The worst part is that we know these deaths and the adverse impact it has brought, could have been prevented, had the Government paid attention and acted on the alarm bells that had been rung months before the tragedy.
International agencies including the World Health Organisation, warned Samoa about its low immunisation rates well in advance. These warnings were issued at meetings attended by Government officials, who are paid ridiculous high salaries to protect the interests of Samoa – let alone lives.
The measles epidemic in New Zealand was another major warning, given the frequency of travel between the two countries. That too was not taken seriously.
Even when measles cases started surfacing in Samoa, the local authorities still did their best to downplay them. Some people at the Ministry of Health, who thought they were powerful, did the best they could to insult reporters from this newspaper – who insisted on questioning the response, given the severity of the situation then.
And how can we forget? While the epidemic escalated, the Minister of Health was not in the country. She was instead attending a women's empowerment conference somewhere in Australia. When her absence was questioned, her response was incredibly outrageous; it’s not even worth repeating here.
Other senior health officials were away in Africa, somewhere. Really?
We can go on and on but you get our drift. Suffice to say, if all the reasons above are not sufficient enough to warrant a Commission of Inquiry, we don’t know what will.
In Parliament on Tuesday, that lone opposition Member of Parliament, Olo Fiti Va’ai, revisited the issue. He debunked the Government’s myth that parents are to blame for the deaths.
“Why is the Government blaming the parents now? Everything starts from here,” Olo asked.

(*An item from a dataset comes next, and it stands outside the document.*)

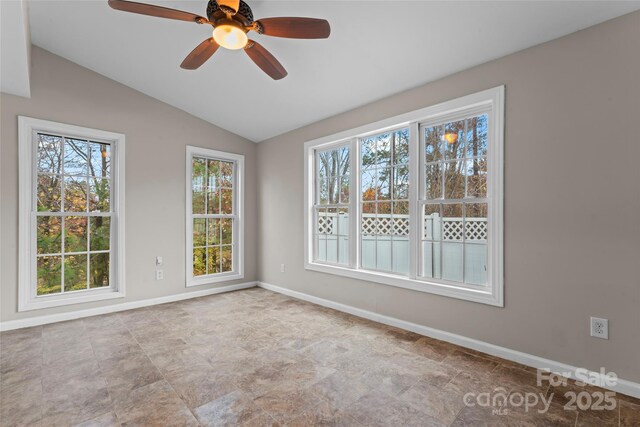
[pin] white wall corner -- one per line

Prime Minister Tuilaepa obviously was not impressed.
“Can I ask the member; is it your wish that the Police go out and lock up all the parents who did not want to vaccinate their children?”

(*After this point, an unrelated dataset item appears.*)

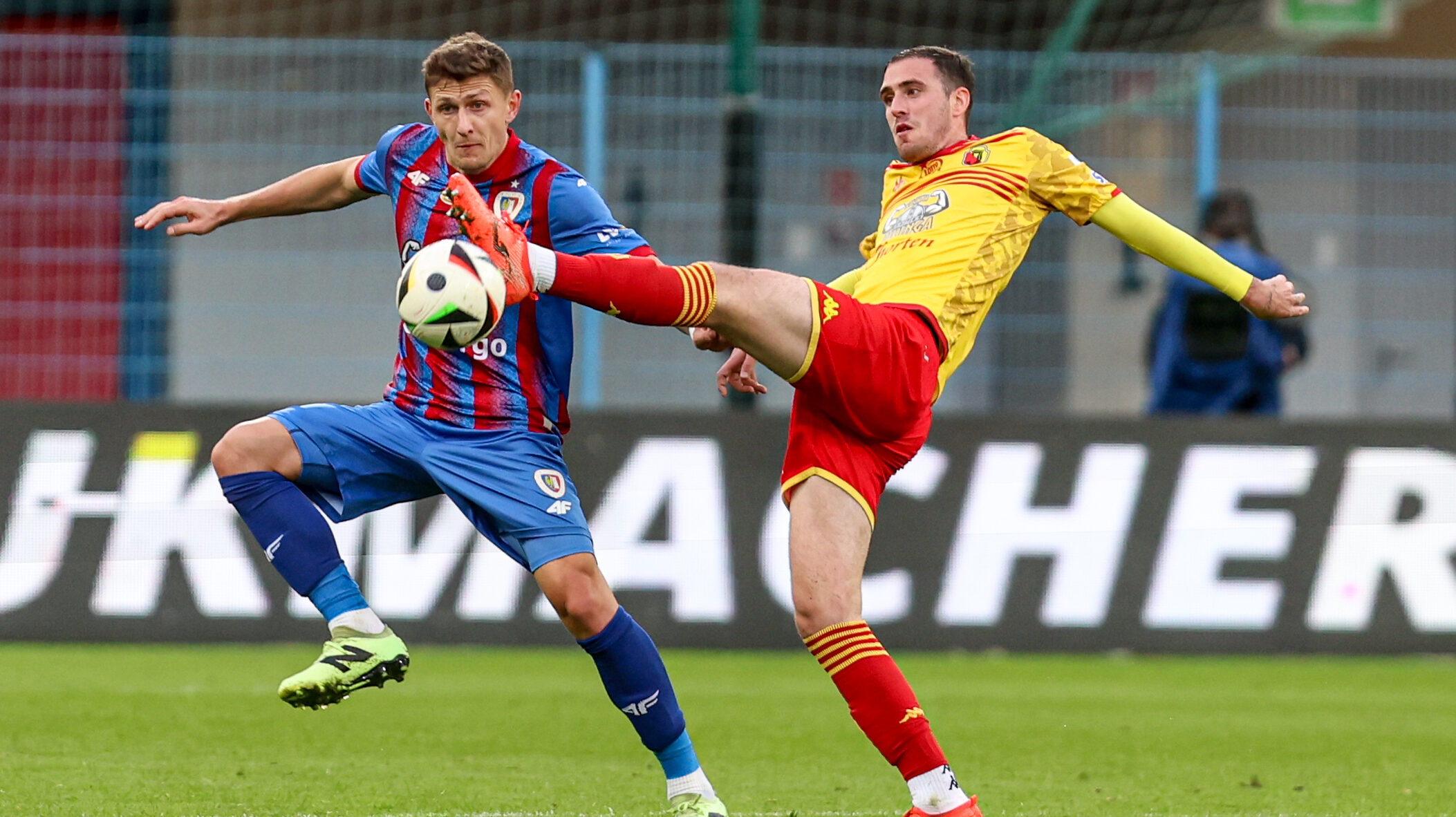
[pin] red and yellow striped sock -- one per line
(878, 695)
(638, 289)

“Mr. Speaker,” Olo responded, “why should the Police go out?
“Who stopped the vaccination programme that prevented the children from being vaccinated? It’s you [Prime Minister Tuilaepa]. The vaccination programme lapsed for a whole year, that’s why these children died. That’s what I’m trying to get at.”
When the Prime Minister insisted that “kids have died because the parents did not want them to get vaccination” Olo responded: “Mr. Speaker, it’s not that the parents did not want to take their kids to get vaccinated. The Government stopped the vaccination programme. That’s the truth.”
Olo’s response is something we should all think about very carefully today.
At the end of the day, this country deserves nothing but the truth, about what happened and how this Government failed them. Anywhere else in a normal democracy, an investigation would already be underway and heads would roll.
And yet here we are in Samoa where the Government continues to make excuses after excuses, in what appears to be a deliberate attempt to avoid responsibility, and being transparent and accountable. What are they afraid of? And what does this say about the kind of democracy we have in Samoa?
Don’t rush over that.
Have a productive Thursday Samoa, God bless!